Referring to FIG. 2, the pump swapping circuit 200 for hemofiltration comprises two pumps, Pump A 245 and Pump B 255. These two pumps are in fluid communication with the return fluid circuit R 260 and the sorbent fluid circuit S 270. The fluid communication is facilitated by means of two pairs of two-way valves 205 and 207. For the return fluid circuit R 260, a reservoir fluid source 210 provides fluid through a restrictor 217 to the pair of two-way valves 205. Thereafter, depending on which of the two valves in the pair 205 is open, the replacement fluid is pumped by either Pump A 245 or Pump B 255 to the second set of two-way valves 207. This set of two-way valves 207 channelizes fluid through a sorbent cartridge 208 and through the reservoir 210 to the return circuit R 260, which is in fluid communication with the input port 242 of the dialyzer 240.

The pair of two-way valves 205 can be configured to alternatively open such that any of the following fluid communication paths may be established:

    • Between sorbent fluid circuit S 270 and Pump A 245;
    • Between return fluid circuit R 260 and Pump B 255;
    • Between return fluid circuit R 260 and Pump A 245; and
    • Between sorbent fluid circuit S 270 and Pump B 255.

The system 200 also comprises two pressure sensors 215 and 216. The sensor 216 is located on the sorbent circuit S 270 while the sensor 215 is located proximate to the reservoir fluid source 210. The pressure sensors 215 and 216 are used for monitoring pressure.
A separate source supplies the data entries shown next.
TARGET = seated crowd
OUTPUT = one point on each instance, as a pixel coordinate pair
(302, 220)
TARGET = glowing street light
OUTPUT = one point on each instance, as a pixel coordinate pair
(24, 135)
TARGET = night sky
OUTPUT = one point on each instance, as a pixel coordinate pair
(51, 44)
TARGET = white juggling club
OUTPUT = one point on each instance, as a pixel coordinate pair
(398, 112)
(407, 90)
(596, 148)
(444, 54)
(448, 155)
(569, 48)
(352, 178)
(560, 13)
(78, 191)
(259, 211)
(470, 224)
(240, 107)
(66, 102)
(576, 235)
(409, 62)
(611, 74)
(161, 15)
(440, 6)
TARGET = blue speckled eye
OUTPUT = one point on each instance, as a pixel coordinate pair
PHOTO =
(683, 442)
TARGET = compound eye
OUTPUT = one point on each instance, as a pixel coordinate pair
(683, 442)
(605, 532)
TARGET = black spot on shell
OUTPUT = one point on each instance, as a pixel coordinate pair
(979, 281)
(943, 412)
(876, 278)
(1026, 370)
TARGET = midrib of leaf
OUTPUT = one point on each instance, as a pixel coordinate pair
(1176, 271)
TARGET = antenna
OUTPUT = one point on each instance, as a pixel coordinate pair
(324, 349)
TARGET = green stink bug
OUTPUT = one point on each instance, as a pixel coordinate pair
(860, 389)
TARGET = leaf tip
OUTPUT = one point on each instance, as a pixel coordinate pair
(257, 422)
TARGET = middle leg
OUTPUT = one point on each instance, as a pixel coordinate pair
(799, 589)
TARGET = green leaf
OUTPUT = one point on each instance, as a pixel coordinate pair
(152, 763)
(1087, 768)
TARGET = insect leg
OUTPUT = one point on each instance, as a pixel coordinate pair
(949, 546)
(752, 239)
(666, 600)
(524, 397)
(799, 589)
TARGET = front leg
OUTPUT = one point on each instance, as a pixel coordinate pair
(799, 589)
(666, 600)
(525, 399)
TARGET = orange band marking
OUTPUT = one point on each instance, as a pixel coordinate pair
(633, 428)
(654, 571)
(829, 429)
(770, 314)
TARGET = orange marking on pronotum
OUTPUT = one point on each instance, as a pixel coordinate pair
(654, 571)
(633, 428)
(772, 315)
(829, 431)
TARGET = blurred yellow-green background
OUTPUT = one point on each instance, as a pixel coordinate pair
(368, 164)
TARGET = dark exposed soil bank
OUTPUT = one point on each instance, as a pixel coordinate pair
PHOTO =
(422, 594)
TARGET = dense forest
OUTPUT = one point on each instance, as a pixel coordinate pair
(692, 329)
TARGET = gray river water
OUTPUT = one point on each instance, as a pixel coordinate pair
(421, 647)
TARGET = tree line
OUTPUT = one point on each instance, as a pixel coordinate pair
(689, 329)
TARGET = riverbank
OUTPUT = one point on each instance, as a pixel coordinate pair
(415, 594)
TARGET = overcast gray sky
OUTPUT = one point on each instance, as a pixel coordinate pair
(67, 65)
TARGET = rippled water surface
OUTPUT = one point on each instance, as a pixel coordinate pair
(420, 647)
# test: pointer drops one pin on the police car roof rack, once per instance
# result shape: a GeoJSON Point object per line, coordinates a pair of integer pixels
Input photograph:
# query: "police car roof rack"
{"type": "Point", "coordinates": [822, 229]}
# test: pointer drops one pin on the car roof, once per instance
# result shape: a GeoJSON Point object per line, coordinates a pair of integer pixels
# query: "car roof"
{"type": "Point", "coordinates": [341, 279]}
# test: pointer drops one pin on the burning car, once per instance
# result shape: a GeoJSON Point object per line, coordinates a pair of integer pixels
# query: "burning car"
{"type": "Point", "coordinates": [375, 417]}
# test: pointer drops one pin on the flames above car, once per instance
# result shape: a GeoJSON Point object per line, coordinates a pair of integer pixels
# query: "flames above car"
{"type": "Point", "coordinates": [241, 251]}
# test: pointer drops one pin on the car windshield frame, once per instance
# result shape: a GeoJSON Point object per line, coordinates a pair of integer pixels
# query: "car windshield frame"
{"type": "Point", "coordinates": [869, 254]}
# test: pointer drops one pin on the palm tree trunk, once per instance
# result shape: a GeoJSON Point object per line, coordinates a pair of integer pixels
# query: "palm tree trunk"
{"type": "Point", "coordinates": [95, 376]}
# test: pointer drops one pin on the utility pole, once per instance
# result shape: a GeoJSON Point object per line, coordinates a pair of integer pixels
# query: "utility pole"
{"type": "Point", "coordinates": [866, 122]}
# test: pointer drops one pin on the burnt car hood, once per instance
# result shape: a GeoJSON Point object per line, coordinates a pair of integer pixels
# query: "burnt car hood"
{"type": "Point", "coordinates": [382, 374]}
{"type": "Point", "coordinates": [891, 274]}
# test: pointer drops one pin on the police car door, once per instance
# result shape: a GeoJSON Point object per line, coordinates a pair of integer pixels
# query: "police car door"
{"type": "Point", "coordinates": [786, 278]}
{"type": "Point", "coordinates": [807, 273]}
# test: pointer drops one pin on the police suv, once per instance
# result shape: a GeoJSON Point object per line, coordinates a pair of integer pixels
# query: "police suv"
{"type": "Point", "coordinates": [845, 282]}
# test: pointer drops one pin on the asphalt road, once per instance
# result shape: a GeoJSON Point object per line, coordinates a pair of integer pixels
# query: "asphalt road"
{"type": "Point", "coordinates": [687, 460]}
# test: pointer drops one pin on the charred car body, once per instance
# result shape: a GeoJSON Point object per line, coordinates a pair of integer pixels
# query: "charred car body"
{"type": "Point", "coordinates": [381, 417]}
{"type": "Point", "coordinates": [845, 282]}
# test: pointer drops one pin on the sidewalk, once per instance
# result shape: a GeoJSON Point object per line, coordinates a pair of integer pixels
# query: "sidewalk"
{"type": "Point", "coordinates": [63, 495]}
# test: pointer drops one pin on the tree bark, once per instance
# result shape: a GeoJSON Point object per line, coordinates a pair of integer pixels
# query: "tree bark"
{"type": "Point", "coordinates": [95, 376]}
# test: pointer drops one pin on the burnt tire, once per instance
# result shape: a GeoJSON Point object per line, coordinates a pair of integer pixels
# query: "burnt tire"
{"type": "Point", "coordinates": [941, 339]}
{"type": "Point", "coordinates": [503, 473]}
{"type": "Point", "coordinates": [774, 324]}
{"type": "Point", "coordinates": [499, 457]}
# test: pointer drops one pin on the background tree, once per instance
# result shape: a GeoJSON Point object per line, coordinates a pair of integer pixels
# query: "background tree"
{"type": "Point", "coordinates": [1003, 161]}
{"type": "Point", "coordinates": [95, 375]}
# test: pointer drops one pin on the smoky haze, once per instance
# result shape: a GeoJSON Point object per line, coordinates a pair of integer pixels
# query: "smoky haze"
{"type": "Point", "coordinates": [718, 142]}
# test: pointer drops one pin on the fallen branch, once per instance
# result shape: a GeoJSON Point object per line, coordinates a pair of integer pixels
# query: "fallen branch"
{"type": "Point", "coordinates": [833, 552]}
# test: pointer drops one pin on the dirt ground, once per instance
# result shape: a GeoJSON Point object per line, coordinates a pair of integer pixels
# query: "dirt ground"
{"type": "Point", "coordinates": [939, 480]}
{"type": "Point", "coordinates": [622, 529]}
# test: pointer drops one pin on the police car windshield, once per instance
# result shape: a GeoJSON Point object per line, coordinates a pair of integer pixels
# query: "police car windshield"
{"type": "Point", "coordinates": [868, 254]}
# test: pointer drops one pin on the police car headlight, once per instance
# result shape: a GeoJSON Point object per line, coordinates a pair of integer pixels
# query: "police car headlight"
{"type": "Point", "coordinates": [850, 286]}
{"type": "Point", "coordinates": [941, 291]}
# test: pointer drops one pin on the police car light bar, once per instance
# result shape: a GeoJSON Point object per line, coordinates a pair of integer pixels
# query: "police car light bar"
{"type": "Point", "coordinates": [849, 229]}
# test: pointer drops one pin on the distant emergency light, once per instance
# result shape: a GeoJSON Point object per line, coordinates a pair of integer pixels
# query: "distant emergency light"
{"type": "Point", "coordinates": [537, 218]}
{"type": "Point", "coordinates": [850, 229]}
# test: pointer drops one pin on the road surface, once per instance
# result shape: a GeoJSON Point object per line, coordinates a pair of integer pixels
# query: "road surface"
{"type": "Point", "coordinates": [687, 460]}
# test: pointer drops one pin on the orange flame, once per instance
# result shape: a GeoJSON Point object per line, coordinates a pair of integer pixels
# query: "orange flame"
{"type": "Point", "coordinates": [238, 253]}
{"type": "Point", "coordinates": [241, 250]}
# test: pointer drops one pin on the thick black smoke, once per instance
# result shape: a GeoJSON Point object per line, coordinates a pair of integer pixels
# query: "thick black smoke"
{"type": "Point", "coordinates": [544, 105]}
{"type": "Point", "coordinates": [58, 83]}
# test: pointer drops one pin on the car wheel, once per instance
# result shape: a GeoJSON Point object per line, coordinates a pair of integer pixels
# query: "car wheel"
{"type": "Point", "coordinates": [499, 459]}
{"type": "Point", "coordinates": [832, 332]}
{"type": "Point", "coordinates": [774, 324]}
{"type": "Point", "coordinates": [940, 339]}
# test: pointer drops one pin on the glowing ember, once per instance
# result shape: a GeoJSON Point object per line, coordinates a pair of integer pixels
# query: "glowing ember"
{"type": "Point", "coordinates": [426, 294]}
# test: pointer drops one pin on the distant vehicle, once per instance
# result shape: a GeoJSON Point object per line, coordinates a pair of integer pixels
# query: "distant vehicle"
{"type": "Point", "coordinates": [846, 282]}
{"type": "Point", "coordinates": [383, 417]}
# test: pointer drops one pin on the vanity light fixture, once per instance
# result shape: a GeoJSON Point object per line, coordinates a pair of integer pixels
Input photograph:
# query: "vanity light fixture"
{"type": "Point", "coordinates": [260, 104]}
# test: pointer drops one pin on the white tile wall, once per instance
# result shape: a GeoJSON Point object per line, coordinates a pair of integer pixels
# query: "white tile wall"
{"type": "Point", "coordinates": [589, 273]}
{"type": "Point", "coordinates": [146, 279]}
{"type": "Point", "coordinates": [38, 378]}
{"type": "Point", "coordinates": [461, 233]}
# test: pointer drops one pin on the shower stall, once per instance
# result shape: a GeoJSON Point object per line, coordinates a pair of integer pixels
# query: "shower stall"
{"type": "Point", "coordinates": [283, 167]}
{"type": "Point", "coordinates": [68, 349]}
Pressure data from these sensors is provided to the active restrictor 217, via a differential amplifier 225. Depending on the pressure measurements, the restrictor 217 variably restricts the flow of reservoir fluid as required.

As in previous embodiment, this embodiment too has a provision of a UF (ultrafiltrate) pump 235, so that additional fluid in the form of (UF) may be removed from the patient during dialysis, if required. The UF pump 235 pumps the ultrafiltrate to a bag or drain 230. Since UF fluid is removed prior to the point of pressure measurement in the sorbent fluid sub-circuit S 270, volumetric accuracy is maintained irrespective of how much or how little UF is removed.

Operationally, volumetric accuracy in the hemodialysis system of the present invention is achieved by swapping the pumps 245 and 255 used on the return fluid side and on the sorbent side so that same quantity of fluid is pumped at each point after an even number of swaps. The two pairs of two-way valves 205 and 207 facilitate the use of each of the pumps alternatively with the return fluid circuit R 260 and the sorbent fluid circuit S 270.

In one embodiment, the pumps used are peristaltic pumps. One of ordinary skill in the art would appreciate that other types of pumps may also be used, since volumetric balance in renal dialysis is achieved by the use of pump-swapping technique, and is not dependent on the type of pump. In one embodiment, Pump A 245 delivers more fluid per unit time than pump B 255. Therefore, this would result in more return fluid being pumped than sorbent fluid in any given period of time.

One of ordinary skill in the art would appreciate that pumps that include a disposable element can have a pumping rate differential since volumes across disposable elements are not equal, even if they are of the same size and type. One of ordinary skill in the art would also appreciate that two pumps that do not have disposable elements can usually be tuned so there will be no differential in pumping rate between the two.

To achieve volumetric balance between the return fluid and sorbent fluid, the pumps 245 and 255 are swapped every T minutes. At the end of the first ‘T’ minute interval, owing to the pump's specific characteristics, pump A 245 would deliver more volume than pump B 255. The fluid volume delivered by pump A 245 is termed as ‘Q’. Thus, if during the first pumping interval ‘T’, reservoir fluid is routed through Pump A 245 and sorbent fluid is routed through Pump B 255, then at the end of time interval T, Q more reservoir fluid would have been pumped in the return fluid circuit R 260 than sorbent fluid in the circuit S 270. Thereafter, pumps A 245 and B 255 are swapped in the next time interval and sorbent fluid in circuit S 170 is pumped by Pump A 245 and return fluid in circuit R 260 is pumped by pump B 255. In this interval, ‘Q’ less reservoir fluid in R 260 will be pumped than sorbent fluid in S 270. Therefore, at end of the second interval (and at the end of an even number of swaps), the difference in volume pumped during each interval would be: Q−Q=0. Thus the net volume difference is zero after an even number of swaps, thereby achieving volumetric balance between the return fluid infused and the sorbent fluid coming back from the patient through the dialyzer. Again, since there may be some, usually small, change in the flow rate through a pump over time, so that the volume delivered per unit time changes, the net volume difference may not be exactly zero at times, but substantially close to zero.

Compensation for Head Pressure Differences

As is true for the embodiment shown in FIG. 1, the volume pumped by a peristaltic pump in the embodiment illustrated in FIG. 2 depends on head pressure. Further, since head pressure for the pumps is a function of the sub-circuit, not the pump, and is systematically different in the return fluid circuit R 260 versus the sorbent circuit S 270, therefore it is necessary to equalize head pressures experienced by Pump A 245 and Pump B 255.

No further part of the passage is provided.